# Write a program for pre-processing of a text document such as stop word removal, stemming.

In [None]:
# Step 1: Import required libraries
import nltk  # NLTK (Natural Language Toolkit) library for text processing
from nltk.corpus import stopwords  # To get a list of stop words
from nltk.tokenize import word_tokenize  # To split text into individual words
from nltk.stem import PorterStemmer  # To reduce words to their root form

# Step 2: Download necessary NLTK resources
# These downloads are required to use certain NLTK functionalities like stopwords and tokenization
nltk.download('punkt')  # 'punkt' is used for tokenizing sentences and words
nltk.download('stopwords')  # English stop words list provided by NLTK

# nltk.download('punkt'): Downloads a pre-trained tokenizer to split text into sentences or words, 
# enabling easier manipulation of text.

# nltk.download('stopwords'): Downloads a list of common,
#  low-value words to exclude from analysis to focus on more meaningful content.

def preprocess_text(text):
    """
    Preprocesses the input text by removing stopwords and applying stemming.
    
    Parameters:
    - text (str): The input text to preprocess.
    
    Returns:
    - str: Processed text with stopwords removed and words stemmed.
    """
    
    # Step 3a: Tokenize text
    # Tokenization splits text into individual words (tokens), which helps in further processing.
    # We also convert text to lowercase to make processing case-insensitive.
    tokens = word_tokenize(text.lower())

    # Step 3b: Initialize the PorterStemmer and load English stopwords
    # PorterStemmer reduces words to their root form (e.g., "running" -> "run").
    stemmer = PorterStemmer()
    # stopwords.words('english') gives a set of common English stopwords like "the", "is", "in", etc.
    stop_words = set(stopwords.words("english"))

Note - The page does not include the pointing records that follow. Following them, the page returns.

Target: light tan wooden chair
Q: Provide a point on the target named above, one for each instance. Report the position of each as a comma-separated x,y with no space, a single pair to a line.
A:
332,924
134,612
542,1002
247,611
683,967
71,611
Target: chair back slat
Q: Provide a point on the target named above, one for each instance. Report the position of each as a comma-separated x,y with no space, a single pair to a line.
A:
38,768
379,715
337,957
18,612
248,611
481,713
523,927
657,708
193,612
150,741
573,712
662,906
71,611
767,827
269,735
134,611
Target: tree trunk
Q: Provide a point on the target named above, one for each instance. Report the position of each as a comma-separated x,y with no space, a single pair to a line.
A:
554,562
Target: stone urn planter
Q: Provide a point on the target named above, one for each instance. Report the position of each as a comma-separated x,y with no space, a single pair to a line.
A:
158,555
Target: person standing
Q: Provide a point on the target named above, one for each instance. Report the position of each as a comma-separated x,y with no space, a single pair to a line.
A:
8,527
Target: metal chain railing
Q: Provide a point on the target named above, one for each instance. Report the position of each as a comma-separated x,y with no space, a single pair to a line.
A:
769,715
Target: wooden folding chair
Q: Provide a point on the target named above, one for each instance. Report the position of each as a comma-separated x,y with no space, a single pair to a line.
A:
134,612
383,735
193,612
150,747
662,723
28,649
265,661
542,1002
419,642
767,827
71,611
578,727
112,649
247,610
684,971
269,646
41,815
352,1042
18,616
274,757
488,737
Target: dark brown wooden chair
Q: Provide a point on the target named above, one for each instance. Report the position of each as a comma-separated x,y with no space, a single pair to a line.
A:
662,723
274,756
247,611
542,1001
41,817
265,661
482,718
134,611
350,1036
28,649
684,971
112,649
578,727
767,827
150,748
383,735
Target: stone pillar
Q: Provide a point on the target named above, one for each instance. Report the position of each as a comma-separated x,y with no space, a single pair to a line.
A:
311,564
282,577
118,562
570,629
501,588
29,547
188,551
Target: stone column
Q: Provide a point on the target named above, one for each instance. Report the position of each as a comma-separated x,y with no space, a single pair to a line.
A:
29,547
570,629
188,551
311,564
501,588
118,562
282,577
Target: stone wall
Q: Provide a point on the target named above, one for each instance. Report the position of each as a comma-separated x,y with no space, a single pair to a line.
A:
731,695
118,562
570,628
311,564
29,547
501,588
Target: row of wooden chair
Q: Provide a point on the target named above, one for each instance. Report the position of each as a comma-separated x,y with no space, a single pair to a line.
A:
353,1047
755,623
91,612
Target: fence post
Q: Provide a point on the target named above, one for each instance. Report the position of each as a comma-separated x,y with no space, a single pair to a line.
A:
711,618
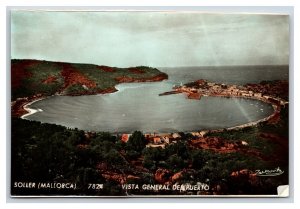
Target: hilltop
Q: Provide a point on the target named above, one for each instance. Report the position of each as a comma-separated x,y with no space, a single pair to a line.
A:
33,77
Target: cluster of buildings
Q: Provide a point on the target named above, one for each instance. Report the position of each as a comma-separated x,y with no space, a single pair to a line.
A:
204,88
156,140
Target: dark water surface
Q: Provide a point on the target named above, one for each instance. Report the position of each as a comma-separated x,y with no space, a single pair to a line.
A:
137,106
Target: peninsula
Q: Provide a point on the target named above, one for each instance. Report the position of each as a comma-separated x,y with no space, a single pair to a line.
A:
35,79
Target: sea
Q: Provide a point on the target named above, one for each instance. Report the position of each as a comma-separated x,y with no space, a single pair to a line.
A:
138,106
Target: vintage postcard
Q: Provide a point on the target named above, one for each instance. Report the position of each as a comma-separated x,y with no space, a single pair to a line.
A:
149,103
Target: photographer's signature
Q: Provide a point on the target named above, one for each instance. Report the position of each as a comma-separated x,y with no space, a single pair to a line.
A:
274,172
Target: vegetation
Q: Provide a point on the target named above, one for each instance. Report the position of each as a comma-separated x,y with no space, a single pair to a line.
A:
52,153
32,77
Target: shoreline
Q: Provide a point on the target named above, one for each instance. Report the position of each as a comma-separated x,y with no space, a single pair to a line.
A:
276,104
30,110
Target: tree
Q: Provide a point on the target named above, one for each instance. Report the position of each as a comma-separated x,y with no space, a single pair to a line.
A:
136,141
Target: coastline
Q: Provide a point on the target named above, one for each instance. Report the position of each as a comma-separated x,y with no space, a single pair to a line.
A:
30,110
276,107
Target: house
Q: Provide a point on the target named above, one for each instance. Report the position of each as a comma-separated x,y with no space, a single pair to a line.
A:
125,137
157,140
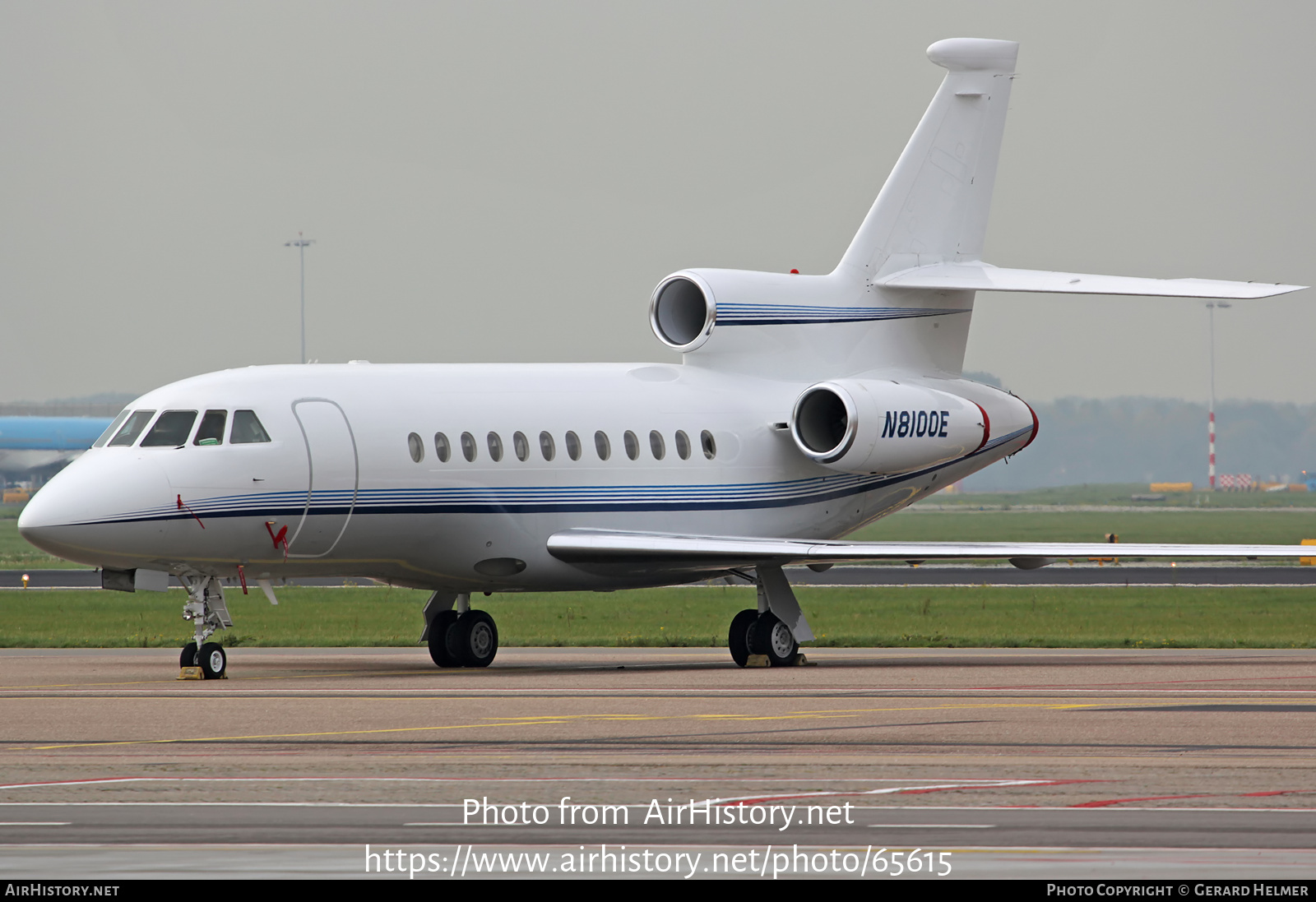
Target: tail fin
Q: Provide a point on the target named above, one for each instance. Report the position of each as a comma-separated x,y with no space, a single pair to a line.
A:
934,206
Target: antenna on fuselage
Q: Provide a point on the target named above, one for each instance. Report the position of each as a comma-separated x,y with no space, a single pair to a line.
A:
300,243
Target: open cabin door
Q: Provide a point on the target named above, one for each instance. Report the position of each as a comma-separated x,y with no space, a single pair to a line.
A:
333,476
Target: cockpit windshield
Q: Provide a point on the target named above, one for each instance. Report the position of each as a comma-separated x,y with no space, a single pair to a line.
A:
248,429
132,429
114,428
170,430
212,428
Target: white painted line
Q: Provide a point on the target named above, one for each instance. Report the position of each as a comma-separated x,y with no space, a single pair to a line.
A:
934,826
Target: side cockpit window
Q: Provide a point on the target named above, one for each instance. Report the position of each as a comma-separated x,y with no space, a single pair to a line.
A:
114,428
248,429
170,430
212,428
132,429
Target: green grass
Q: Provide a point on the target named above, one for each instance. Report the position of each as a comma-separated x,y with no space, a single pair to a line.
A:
1122,495
17,553
1011,617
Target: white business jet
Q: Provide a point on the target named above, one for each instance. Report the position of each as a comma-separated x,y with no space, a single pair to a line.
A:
806,406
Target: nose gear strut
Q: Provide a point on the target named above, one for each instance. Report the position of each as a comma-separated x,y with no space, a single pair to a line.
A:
208,613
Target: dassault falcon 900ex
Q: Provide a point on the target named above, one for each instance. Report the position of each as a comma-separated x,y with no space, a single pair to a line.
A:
806,406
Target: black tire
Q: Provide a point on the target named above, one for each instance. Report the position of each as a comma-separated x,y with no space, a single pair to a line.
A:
438,630
475,636
773,638
737,638
214,660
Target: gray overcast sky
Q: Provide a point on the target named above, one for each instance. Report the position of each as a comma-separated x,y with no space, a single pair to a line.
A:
508,180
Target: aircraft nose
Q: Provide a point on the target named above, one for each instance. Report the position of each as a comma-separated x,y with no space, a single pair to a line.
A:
72,515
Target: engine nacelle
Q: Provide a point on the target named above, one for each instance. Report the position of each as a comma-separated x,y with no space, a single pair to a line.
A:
875,426
682,311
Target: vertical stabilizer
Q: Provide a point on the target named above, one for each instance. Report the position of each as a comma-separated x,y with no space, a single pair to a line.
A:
934,206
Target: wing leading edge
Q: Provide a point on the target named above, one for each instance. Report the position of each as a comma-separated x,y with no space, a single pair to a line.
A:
975,275
660,550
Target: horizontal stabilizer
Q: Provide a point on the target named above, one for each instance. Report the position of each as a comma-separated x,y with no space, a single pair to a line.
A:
986,278
658,550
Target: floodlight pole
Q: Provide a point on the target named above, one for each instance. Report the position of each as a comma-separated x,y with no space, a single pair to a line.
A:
1211,413
300,243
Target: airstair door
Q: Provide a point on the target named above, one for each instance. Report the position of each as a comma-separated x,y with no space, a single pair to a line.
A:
333,475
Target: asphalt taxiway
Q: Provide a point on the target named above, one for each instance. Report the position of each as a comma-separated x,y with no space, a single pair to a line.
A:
1191,763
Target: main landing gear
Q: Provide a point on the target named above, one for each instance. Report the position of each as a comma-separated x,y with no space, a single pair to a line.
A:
457,636
208,613
762,634
774,629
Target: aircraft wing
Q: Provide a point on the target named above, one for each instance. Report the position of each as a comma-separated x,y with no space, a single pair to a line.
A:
677,551
982,276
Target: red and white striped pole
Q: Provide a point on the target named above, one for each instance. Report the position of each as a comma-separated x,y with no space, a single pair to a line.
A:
1211,447
1211,413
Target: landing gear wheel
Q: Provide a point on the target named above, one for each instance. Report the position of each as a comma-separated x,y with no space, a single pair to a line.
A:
773,638
475,636
214,660
737,638
438,631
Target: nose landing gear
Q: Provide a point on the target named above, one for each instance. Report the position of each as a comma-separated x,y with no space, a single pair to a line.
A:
208,613
457,636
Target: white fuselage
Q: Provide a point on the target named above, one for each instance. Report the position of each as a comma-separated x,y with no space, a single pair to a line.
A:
339,472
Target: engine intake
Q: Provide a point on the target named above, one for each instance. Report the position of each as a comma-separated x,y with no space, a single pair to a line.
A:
682,312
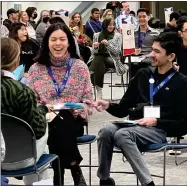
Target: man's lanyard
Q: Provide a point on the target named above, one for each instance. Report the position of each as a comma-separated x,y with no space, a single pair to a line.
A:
64,82
141,36
153,90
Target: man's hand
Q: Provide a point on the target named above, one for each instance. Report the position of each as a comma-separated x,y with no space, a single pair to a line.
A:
101,105
96,45
149,122
176,66
105,42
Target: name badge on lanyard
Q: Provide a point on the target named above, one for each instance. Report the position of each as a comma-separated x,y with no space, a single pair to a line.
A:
154,111
59,89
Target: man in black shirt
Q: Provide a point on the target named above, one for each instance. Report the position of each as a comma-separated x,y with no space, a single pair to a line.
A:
182,54
156,102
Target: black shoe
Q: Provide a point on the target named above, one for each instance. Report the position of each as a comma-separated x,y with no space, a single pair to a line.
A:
77,175
109,182
151,184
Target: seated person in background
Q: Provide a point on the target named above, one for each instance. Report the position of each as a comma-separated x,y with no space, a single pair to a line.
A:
93,25
106,53
182,54
107,13
29,46
19,100
59,76
143,40
172,24
41,27
168,119
84,41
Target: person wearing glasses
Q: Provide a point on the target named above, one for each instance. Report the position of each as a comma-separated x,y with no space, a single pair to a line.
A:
182,55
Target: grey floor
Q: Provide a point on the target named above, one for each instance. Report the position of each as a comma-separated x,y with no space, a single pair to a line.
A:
176,175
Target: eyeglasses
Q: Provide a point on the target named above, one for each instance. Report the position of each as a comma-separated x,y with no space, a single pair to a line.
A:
185,31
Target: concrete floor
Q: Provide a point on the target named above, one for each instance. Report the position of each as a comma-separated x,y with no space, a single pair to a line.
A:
175,175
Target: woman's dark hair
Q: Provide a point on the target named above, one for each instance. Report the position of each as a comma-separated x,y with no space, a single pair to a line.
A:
30,11
14,30
57,19
43,56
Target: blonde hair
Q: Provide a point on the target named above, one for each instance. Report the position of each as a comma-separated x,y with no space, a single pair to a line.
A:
105,13
80,24
10,52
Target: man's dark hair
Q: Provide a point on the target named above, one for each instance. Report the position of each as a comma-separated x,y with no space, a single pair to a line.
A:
175,15
143,10
132,12
180,22
30,11
182,12
56,19
43,56
94,10
170,41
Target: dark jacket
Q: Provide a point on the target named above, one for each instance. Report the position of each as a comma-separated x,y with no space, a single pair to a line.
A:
172,98
182,61
170,28
7,23
96,26
29,50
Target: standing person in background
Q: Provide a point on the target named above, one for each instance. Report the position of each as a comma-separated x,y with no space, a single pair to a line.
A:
76,24
58,59
182,55
107,13
93,25
52,13
29,46
172,24
115,6
41,28
129,19
23,18
32,13
12,15
106,53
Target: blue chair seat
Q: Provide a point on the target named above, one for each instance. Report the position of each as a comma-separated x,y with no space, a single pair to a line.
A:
43,161
167,146
86,139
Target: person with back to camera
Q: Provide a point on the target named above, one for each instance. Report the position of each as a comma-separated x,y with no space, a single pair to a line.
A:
20,101
59,76
156,102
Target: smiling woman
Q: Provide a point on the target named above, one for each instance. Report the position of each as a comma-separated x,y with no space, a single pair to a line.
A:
59,76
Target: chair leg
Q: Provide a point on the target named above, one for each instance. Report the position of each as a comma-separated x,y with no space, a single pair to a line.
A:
90,164
164,169
111,86
59,170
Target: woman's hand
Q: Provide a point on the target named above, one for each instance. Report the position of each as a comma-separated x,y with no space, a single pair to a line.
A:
105,42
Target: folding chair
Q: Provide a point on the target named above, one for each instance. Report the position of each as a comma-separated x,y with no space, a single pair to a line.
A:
87,139
20,142
152,148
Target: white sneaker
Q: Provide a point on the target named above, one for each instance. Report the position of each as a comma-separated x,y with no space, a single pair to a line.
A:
99,93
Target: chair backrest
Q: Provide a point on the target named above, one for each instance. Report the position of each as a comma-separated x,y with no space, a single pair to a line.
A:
20,140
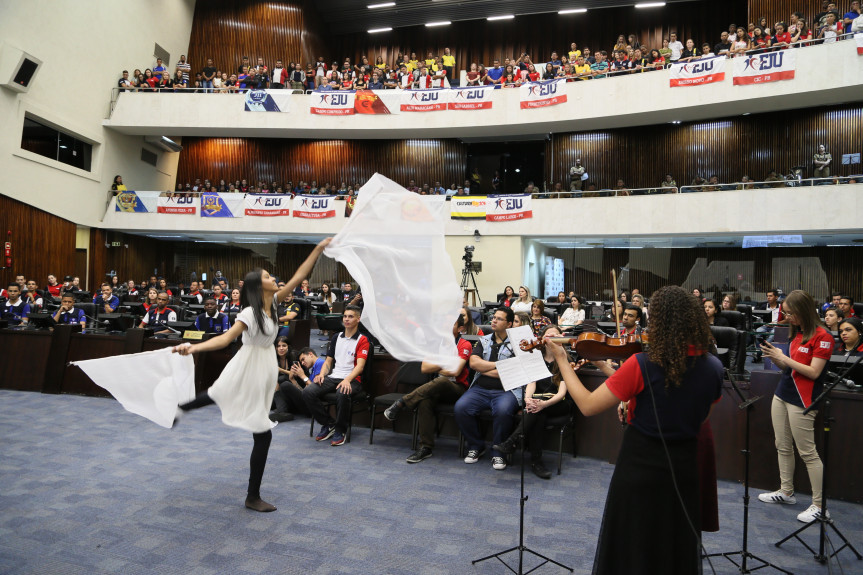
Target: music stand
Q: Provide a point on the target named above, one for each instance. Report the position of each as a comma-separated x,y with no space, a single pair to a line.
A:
745,554
823,520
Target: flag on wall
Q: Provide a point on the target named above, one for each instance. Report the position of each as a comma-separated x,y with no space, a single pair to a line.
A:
763,68
697,72
267,205
178,205
508,207
340,103
542,94
314,207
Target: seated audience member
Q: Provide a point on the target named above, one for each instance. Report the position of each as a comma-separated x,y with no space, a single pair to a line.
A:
448,387
53,287
486,392
289,395
106,302
67,313
712,311
346,357
543,399
159,316
832,318
537,320
288,310
573,315
851,337
16,310
212,320
846,304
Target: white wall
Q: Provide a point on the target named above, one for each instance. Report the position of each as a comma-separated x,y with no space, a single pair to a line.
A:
86,43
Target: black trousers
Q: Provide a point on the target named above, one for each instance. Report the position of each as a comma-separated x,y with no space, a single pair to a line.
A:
260,449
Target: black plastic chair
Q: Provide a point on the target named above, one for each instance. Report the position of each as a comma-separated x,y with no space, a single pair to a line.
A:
356,400
409,376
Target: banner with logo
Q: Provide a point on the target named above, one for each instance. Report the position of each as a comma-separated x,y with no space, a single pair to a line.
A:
267,100
314,207
763,68
267,205
471,98
508,207
433,100
542,94
698,72
137,202
178,205
329,103
467,207
221,205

    # Step 3c: Remove stopwords and apply stemming
    # We iterate through each token, remove punctuation, filter out stopwords, and apply stemming.
    processed_words = [
        stemmer.stem(word)  # Stems the word to its root form
        for word in tokens  # For each word in the tokenized list
        if word.isalnum() and word not in stop_words  # Only keep words that are alphanumeric and not stopwords
    ]

    # Step 3d: Join words back into a single string
    # We join the processed list of words into a single string, separating each word with a space.
    processed_text = ' '.join(processed_words)

    return processed_text

# Step 4: Read text from a file and process it
# Open the text file in read mode with UTF-8 encoding to avoid Unicode errors
with open("Text.txt", "r", encoding="utf-8") as file:
    # Read the entire file content
    text = file.read()

# Process the loaded text by calling preprocess_text function
processed_text = preprocess_text(text)

# Display the processed text
print("Processed Text:", processed_text)


Processed Text: artifici intellig ai transform industri enabl new advanc healthcar financ transport ai help doctor make faster diagnos allow bank detect fraud even power car howev capabl rais ethic concern ai trust make critic decis prevent bia system machin learn branch ai allow comput learn data without explicit program technolog power tool like chatbot imag recognit softwar make digit interact natur despit benefit machin learn face challeng black box issu process becom hard explain ai autom advanc concern job displac aris role may autom ai also creat new career path data scienc technolog stay relev individu need focu skill ai easili replic creativ critic think


[nltk_data] Downloading package punkt to
[nltk_data]     C:\Users\HP\AppData\Roaming\nltk_data...
[nltk_data]   Package punkt is already up-to-date!
[nltk_data] Downloading package stopwords to
[nltk_data]     C:\Users\HP\AppData\Roaming\nltk_data...
[nltk_data]   Package stopwords is already up-to-date!